We've been a very focused organization in terms of the type of customers we are seeking, how we want to compete for those customers. Looking back to 2001, we had a pretty good year with respect to clients within our niche. We were able to expand our client base in 2001.
We're not developing any new product lines. Within our current product offerings of workers' compensation and integrated disability and other standard commercial products, there are opportunities to grow. We're comfortable with that strategy.
Q: What is the outlook for PMA for the rest of the year?
A: This involves the challenges of the workers' comp market. Pricing for all lines of coverage, including workers' compensation, is improving. The industry as a whole and specifically the comp carriers are being conscious of what can happen in loss cost trends and in medical inflation, which has begun to rise. While that has impacted the health care industry much more severely, it certainly has been an issue for the workers' comp industry and will become even more so.
We're very conscious of scrutinizing the services that we provide so that we are as efficient as possible and, at the same time, are responsible with respect to injured workers and their return to work when they are medically ready. For example, increased utilization can be an issue with respect to medical costs. This is something that PMA and the comp industry is looking at, making sure that utilization of medical services does not become an issue.

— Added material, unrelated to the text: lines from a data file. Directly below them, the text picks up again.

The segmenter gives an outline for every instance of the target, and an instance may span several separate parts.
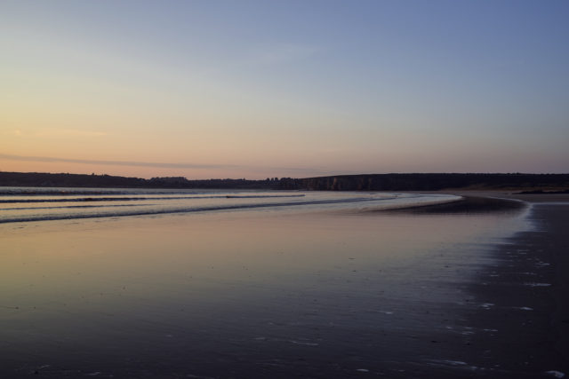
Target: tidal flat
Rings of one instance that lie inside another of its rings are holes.
[[[556,377],[568,209],[1,225],[0,373]]]

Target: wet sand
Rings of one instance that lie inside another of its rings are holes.
[[[472,377],[566,377],[569,374],[569,196],[454,192],[463,199],[397,209],[408,214],[478,214],[529,207],[535,230],[505,239],[485,253],[468,292],[478,306],[463,319],[456,375]],[[488,196],[488,197],[485,197]],[[479,333],[484,331],[485,333]],[[468,374],[470,370],[471,373]],[[451,375],[452,376],[452,375]]]
[[[477,194],[389,215],[11,231],[0,374],[560,377],[569,205],[533,203],[537,230],[493,232],[525,207]]]

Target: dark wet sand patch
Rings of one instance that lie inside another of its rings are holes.
[[[518,211],[527,206],[526,203],[510,199],[492,197],[462,196],[455,201],[439,204],[429,204],[396,209],[386,209],[388,212],[405,212],[410,214],[480,214],[491,212]]]

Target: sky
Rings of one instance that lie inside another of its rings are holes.
[[[0,2],[0,170],[569,172],[567,1]]]

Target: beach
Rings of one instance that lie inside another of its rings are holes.
[[[0,371],[562,377],[569,202],[488,196],[4,225]]]

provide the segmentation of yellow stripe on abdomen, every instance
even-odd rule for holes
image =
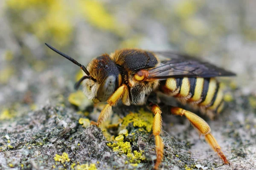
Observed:
[[[212,110],[216,109],[222,100],[222,99],[223,98],[223,92],[221,88],[219,88],[218,91],[217,93],[218,93],[217,94],[217,96],[216,97],[215,101],[213,101],[213,105],[209,107],[208,109]]]
[[[187,77],[184,77],[182,80],[180,96],[181,97],[186,97],[189,94],[190,89],[190,83]]]
[[[189,102],[195,102],[201,99],[203,88],[204,87],[204,78],[198,77],[196,78],[196,82],[194,95],[189,99]]]
[[[208,90],[205,99],[201,104],[201,105],[206,106],[211,103],[211,102],[213,98],[216,88],[217,87],[217,82],[215,79],[212,78],[210,79]]]
[[[170,78],[166,80],[165,85],[170,91],[174,91],[177,88],[176,79],[174,78]]]

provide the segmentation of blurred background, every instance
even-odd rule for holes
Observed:
[[[74,91],[79,68],[118,48],[172,50],[236,73],[233,85],[256,91],[256,1],[0,1],[0,119]],[[8,111],[7,111],[8,110]]]

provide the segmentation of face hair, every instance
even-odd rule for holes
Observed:
[[[88,70],[87,70],[87,69],[86,68],[85,68],[85,67],[84,67],[84,65],[82,65],[80,63],[79,63],[79,62],[78,62],[76,61],[74,59],[73,59],[71,57],[69,57],[69,56],[66,54],[64,54],[63,52],[60,51],[57,49],[54,48],[53,47],[48,44],[47,43],[46,43],[45,45],[47,45],[47,47],[49,48],[52,50],[56,52],[58,54],[62,56],[63,57],[64,57],[65,58],[66,58],[66,59],[67,59],[70,61],[72,62],[73,62],[74,64],[76,64],[76,65],[77,65],[79,66],[80,67],[80,68],[82,70],[83,70],[83,71],[84,71],[84,73],[85,73],[85,74],[87,74],[88,76],[90,76],[90,73],[89,72],[89,71],[88,71]],[[89,78],[89,76],[87,78]]]

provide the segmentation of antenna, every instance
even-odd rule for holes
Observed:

The workers' comp industry in virtually every state has experienced a decline in claims frequency year after year. That's really helped to mitigate inflationary trends in medical costs. The frequency of claims is declining. At some point, we expect that trend to reverse. Certainly, the recession could spur that. That's a challenge.
One of the most important ways we are addressing these trends is to continue executing loss prevention strategies with our clients to help them prevent accidents before they occur.
Also, as the unemployment rate rises, the ability to return people to work becomes challenging especially in terms of job availability and modified-duty programs. Increased duration of claims and subsequently increased indemnity and the medical costs is another trend.
The other potential threat with regard to loss cost trends in 2002 is any residual effect of the recession. Historically, in recession, the number of workers' comp claims has risen. But frequency appears to continue declining modestly. At some point, there will be a limit to the number of claims we can take Out of the system through preventive measures. I'm not saying we're there. I'm saying this is something we have to watch.
Q: What makes your company different?
A: Every insurance company needs to be competitive. We are an underwriting company. We are in the business of understanding and taking on risk and we try to charge an adequate price to do so. But beyond that, we're very focused on delivering quality service, executing on the basics.
We don't have any magical formula here. We are a regional company that balances between centralized and decentralized services with a very strong focus toward local service. We have 16 field offices in the company. Those offices are fully staffed with service people. This gives our company an advantage that I don't think many others have. I would like to think that if you asked this question of my employees they would tell you that they are very passionate about delivering that service. We take great pride in executing that.